Speaker Bio: Murali Emani is a Computer Scientist in the AI/ML group at the Argonne Leadership Computing Facility (ALCF). Murali obtained a PhD from University of Edinburgh, UK. His research interests are in Scalable Machine Learning, Emerging HPC/AI architectures, Performance optimization and benchmarking. At ALCF, he co-leads the AI Testbed to help evaluate the performance, efficiency of AI accelerators for scientific machine learning applications. He also co-chairs the MLPerf HPC group at MLCommons, to benchmark large scale ML on HPC systems.

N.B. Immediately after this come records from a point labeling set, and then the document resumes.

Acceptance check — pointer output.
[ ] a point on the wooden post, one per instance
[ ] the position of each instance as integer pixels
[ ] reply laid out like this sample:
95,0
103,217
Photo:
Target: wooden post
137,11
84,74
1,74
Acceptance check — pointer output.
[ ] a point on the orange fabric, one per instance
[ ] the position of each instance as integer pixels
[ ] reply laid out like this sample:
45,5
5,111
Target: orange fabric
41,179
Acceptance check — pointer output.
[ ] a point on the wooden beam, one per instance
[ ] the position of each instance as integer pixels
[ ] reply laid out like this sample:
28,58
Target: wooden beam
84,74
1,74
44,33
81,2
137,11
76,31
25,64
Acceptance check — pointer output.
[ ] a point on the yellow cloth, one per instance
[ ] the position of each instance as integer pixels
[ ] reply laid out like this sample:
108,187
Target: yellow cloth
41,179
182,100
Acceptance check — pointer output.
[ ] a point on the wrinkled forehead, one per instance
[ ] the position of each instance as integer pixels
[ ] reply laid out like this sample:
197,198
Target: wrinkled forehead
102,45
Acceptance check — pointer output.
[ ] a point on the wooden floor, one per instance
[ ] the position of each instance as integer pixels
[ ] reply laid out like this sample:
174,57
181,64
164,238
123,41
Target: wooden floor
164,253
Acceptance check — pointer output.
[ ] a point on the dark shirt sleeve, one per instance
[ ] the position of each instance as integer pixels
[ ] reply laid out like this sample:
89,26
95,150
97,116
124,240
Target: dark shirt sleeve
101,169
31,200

Speaker: Debendra Das Sharma, Intel

Session Chair: Hari Subramoni, The Ohio State University

Title: Compute Express Link (CXL*): An open interconnect for HPC and AI applications

Abstract: High-performance workloads demand heterogeneous processing, high memory bandwidth, and load-store based interconnect infrastructure to meet the demands of the computing landscape in the era of HPC and generative AI.

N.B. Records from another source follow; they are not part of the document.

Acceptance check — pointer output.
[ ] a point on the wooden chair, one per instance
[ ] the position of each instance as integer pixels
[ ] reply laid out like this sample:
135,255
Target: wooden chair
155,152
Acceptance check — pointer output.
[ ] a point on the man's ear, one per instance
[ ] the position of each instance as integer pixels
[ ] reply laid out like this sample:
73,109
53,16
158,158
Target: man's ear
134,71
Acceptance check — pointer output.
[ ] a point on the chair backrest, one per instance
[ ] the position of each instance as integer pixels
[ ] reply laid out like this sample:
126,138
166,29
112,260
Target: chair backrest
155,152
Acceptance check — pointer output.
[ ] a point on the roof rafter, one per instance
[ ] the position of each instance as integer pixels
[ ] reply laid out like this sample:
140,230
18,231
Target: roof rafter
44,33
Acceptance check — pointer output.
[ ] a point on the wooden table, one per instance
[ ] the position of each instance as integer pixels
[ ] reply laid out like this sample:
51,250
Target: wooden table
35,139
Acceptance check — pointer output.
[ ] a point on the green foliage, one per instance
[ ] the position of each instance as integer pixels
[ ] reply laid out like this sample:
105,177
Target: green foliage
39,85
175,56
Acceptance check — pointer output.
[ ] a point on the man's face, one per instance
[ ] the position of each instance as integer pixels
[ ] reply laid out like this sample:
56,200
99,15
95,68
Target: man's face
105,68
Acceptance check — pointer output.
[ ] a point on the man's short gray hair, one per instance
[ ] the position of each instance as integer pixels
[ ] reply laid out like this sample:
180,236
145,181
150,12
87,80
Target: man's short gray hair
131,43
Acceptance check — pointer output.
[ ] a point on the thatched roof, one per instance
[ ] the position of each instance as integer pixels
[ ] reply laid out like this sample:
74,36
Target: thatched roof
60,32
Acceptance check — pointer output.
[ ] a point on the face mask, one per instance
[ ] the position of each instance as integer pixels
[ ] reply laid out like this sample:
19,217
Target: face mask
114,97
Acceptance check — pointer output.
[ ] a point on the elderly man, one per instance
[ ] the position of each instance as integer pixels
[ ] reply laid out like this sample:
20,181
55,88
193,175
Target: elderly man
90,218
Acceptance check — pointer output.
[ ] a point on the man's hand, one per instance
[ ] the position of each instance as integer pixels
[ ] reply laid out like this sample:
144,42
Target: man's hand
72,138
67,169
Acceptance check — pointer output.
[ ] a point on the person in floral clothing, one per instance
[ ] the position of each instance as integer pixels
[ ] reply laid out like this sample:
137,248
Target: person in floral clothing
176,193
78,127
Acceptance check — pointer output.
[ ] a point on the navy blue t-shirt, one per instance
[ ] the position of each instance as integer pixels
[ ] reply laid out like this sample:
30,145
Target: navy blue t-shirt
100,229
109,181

CXL is a dynamic multi-protocol interconnect designed to support heterogeneous computing, memory expansion, and a load-store fabric interconnect with applications in HPC, AI, Enterprise, and Cloud Computing segments. CXL is currently working towards the 4th generation of the specification as the products based on first generation are being deployed in the data centers. In this talk, we will discuss the progress we have made and the challenges we must meet to continue to be relevant in the HPC and AI space.

Speaker Bio: Dr. Debendra Das Sharma is an Intel Senior Fellow and co-GM of Memory and I/O Technologies, Data Platforms and Artificial Intelligence Group, at Intel Corporation. He is a leading expert on I/O subsystem and interface architecture. He delivers Intel-wide critical interconnect technologies in Peripheral Component Interconnect Express (PCIe), Compute Express Link (CXL), Universal Chiplet Interconnect Express (UCIe), and Intel’s Coherency interconnect, as well as their implementation.

Dr. Das Sharma is a member of the Board of Directors and treasurer for the PCI Special Interest Group (PCI-SIG). He has been a lead contributor to PCIe specifications since its inception. He is the co-inventor of CXL and a founding member of the CXL consortium. He co-leads the CXL Board Technical Task Force, and is a leading contributor to CXL specifications. He co-invented the chiplet interconnect standard UCIe and is the chair of the UCIe consortium.

Dr. Das Sharma has a bachelor’s in technology (with honors) degree in Computer Science and Engineering from the Indian Institute of Technology, Kharagpur and a Ph.D. in Computer Engineering from the University of Massachusetts, Amherst. He holds 190+ US patents and 500+ patents world-wide. He is a frequent keynote/ plenary speaker, distinguished lecturer, invited speaker, and panelist at the IEEE International Test Conference, IEEE Hot Interconnects, IEEE Cool Chips, IEEE 3DIC, SNIA SDC, PCI-SIG Developers Conference, CXL consortium, Open Server Summit, Open Fabrics Alliance, Flash Memory Summit, Intel Innovation, and Universities (CMU, Texas A&M, Georgia Tech, UIUC, UC Irvine). He has been awarded the Distinguished Alumnus Award from Indian Institute of Technology, Kharagpur in 2019, the IEEE Region 6 Outstanding Engineer Award in 2021, the first PCI-SIG Lifetime Contribution Award in 2022, the IEEE Circuits and Systems Industrial Pioneer Award in 2022, and the IEEE Computer Society Edward J. McCluskey Technical Achievement Award in 2024.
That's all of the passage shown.